NEW YORK (AP) -- Television comedy is Tina Fey's world these days. Is there room for anybody else?
Fey and "30 Rock," her series about the backstage world at a late-night network show, swept both the Emmys and Golden Globes in the past year, and she's set up to do it again at this year's Emmys.
"30 Rock" earned 22 Emmy nominations on Thursday, shattering a record of 17 for best comedy series that it had set only last year. And Fey was The Associated Press' entertainer of the year in 2008, in part for her gut-busting impersonation of Republican vice presidential candidate Sarah Palin.
"30 Rock," which won the last two Emmys for best comedy, is appearing as dominant as "Frasier" was in the 1990s, when it won the best comedy Emmy for five years straight.
Fey, who wasn't available to talk about her nominations, seems to recognize the roll she's on. When she picked up a Golden Globe award in January, she said, "I want you to know that I really know how very lucky I am to have the year that I've had this year." On both awards shows, she was named best actress in a comedy.

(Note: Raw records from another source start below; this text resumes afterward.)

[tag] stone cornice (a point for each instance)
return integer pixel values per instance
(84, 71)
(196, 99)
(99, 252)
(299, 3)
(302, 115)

Other Emmy nominees for best comedy this year are NBC's "The Office," "Flight of the Conchords" and "Entourage" on HBO, Fox's animated "Family Guy" and Showtime's "Weeds."
While "30 Rock" is very funny, it also benefits from being popular at a relatively down cycle for TV comedy, said Rob Long, a former writer at "Cheers" who runs his own comedy blog.
"`30 Rock' is a lot better as a show than it really needs to be," Long said. "It doesn't have a lot of competition."
The series had the kind of surrealistic season finale this year that showed its hip cache. Guest included Mary J. Blige, Clay Aiken, Elvis Costello, Wyclef Jean, Moby, Ad Rock and Sheryl Crow.
The ability to draw guest stars is a strength and gimmick. "30 Rock" won three of the five Emmy nominations Thursday for guest actor in a comedy series for Alan Alda, Jon Hamm and Steve Martin.
It's the type of show that everybody in the comedy business wishes they had on their resume, Long said.
Still, it can leave rivals feeling crowded. Four of the five nominations for best writing in a comedy series went for episodes of "30 Rock." One episode of "Flight of the Conchords" was the only exception.
"I think it's a very good show, a very funny show," said Greg Daniels, executive producer of NBC's "The Office." "I think in the writing category, we could have gotten a nomination, too. I think that's a little excessive there, the enthusiasm of the writer's wing."
"30 Rock" was moved in NBC's Thursday night lineup this season to a slot after "The Office," because Daniels' ensemble comedy has a bigger audience.
In fact, Fey used her Emmy platform last fall to plead for more viewers. It worked. The series had an average audience of 7.8 million viewers this season, up 20 percent over the year before. "The Office" went up, too, to 9.3 million viewers, according to Nielsen Media Research.
The awards show adulation definitely helped, said Jeff Ingold, executive vice president of comedy programming for NBC. He knows from personal experience: Relatives in Michigan and Illinois told him they sampled "30 Rock" because of all the fuss.
"30 Rock" is now in that "Frasier" sweet spot of adulation, even if it seems to have gotten "a little stale," said Tim Brooks, a television historian and author of "The Complete Directory to Prime Time Network and Cable TV Shows." The Emmys like repeat winners; "Frasier" star Kelsey Grammer and John Lithgow of "3rd Rock From the Sun" won three Emmys each as best comic actors in the 1990s.
"When they latch on to a show like that, especially if it's by a Hollywood producer they like, then year after year they tend to go back to the well," Brooks said.
The last thing NBC's Ingold is worried about is any kind of Emmys backlash.
"We like winning and we hope to have a lot of wins this fall with the Emmys," he said. "I can't think of a downside to winning as many Emmys as we can."